The Wisconsin Department of Administration recently released the Jan. 1, 2012 population estimates for towns, villages, cities and counties.
St. Croix County, located in west central Wisconsin along the state’s border with Minnesota, added 511 new residents since the 2010 Census for a 0.6 percent increase. The county grew from 84,345 in 2010 to the current estimate of 84,856. The 2000 Census estimated St. Croix’s population at 63,155 residents.
New Richmond added 20 new residents over the past two years, according to the estimates. The growth rate has declined considerably since the boom years of the mid-2000s.
“Growth has slowed in large part due to the recession,” said Mike Darrow, New Richmond’s city administrator and utilities manager. “We see a slower growth rate in the short-term; however, we do see things slowly picking up as the economy improves.”
Darrow said the city has seen a modest increase in housing and building permits.
“We feel that the bridge will have a significant impact on both population and the overall economy of New Richmond,” he said. “As we bring in more businesses, or as existing businesses expand, housing demand and population figures will increase.”
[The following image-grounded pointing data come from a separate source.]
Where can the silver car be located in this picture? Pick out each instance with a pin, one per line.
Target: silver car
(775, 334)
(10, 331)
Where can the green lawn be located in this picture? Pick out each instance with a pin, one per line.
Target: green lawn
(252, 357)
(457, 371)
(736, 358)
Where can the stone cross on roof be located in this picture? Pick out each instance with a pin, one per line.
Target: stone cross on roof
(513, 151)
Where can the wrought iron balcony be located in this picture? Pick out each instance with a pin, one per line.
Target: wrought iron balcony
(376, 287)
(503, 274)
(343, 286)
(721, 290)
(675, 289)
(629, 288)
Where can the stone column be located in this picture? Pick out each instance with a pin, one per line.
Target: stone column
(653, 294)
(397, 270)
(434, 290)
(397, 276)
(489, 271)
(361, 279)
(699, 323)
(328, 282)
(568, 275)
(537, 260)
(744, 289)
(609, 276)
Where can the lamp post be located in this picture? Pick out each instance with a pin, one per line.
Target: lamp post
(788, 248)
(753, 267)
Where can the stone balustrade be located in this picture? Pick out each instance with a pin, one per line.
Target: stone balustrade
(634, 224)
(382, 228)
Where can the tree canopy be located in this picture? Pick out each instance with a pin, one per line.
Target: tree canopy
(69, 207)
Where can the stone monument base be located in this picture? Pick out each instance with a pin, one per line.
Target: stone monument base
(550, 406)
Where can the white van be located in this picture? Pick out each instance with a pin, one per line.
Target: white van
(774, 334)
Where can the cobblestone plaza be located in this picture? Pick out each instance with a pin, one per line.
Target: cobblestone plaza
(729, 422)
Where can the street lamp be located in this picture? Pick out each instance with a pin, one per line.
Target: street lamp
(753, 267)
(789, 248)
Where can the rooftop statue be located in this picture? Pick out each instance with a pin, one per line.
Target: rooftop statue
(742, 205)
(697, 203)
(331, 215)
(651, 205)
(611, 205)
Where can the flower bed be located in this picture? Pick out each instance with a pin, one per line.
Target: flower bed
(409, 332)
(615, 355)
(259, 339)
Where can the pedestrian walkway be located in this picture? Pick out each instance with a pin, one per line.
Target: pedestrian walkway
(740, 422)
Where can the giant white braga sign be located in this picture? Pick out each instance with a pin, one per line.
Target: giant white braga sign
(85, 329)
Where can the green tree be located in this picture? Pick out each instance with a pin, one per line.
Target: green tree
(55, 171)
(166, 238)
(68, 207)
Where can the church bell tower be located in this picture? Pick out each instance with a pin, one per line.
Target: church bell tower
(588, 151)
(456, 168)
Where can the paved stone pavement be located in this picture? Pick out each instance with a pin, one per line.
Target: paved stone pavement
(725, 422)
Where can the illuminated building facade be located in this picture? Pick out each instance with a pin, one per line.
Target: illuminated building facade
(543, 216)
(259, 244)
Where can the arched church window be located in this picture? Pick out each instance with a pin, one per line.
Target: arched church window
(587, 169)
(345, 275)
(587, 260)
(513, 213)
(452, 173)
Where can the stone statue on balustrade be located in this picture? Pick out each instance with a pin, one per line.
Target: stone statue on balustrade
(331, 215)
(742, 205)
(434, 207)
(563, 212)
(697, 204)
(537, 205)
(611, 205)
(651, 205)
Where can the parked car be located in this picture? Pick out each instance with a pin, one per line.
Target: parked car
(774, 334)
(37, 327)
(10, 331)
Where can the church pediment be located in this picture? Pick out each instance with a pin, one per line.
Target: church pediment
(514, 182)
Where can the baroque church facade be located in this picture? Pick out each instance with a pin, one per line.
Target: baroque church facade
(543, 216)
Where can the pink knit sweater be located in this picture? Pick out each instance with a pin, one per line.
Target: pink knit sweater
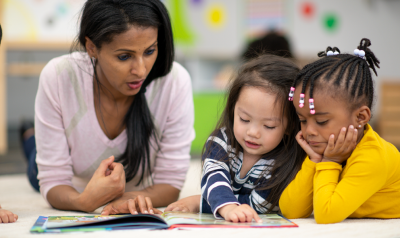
(71, 144)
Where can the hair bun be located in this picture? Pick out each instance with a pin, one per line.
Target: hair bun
(369, 55)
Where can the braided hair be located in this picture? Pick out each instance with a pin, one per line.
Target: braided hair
(347, 72)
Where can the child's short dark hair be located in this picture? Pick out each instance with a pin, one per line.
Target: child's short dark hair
(273, 74)
(356, 87)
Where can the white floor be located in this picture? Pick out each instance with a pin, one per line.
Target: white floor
(16, 195)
If the community grows as expected, Darrow said the city can’t ignore the aging population that calls New Richmond home.
“We want to ensure that our existing population, particularly seniors, continue to have affordable and dignified housing options in the future,” he said. “Seniors play a big part of our community so it is critical for our community to continue to ensure that their needs are met in the short and long-term.”
The Demographic Services Center of the Wisconsin Department of Administration annually produces population estimates for Wisconsin counties and municipalities.
The estimates are based on the prior census and analysis of contemporary data including housing units, dormitory and institutional populations, automobile registrations, residential electric meters and others.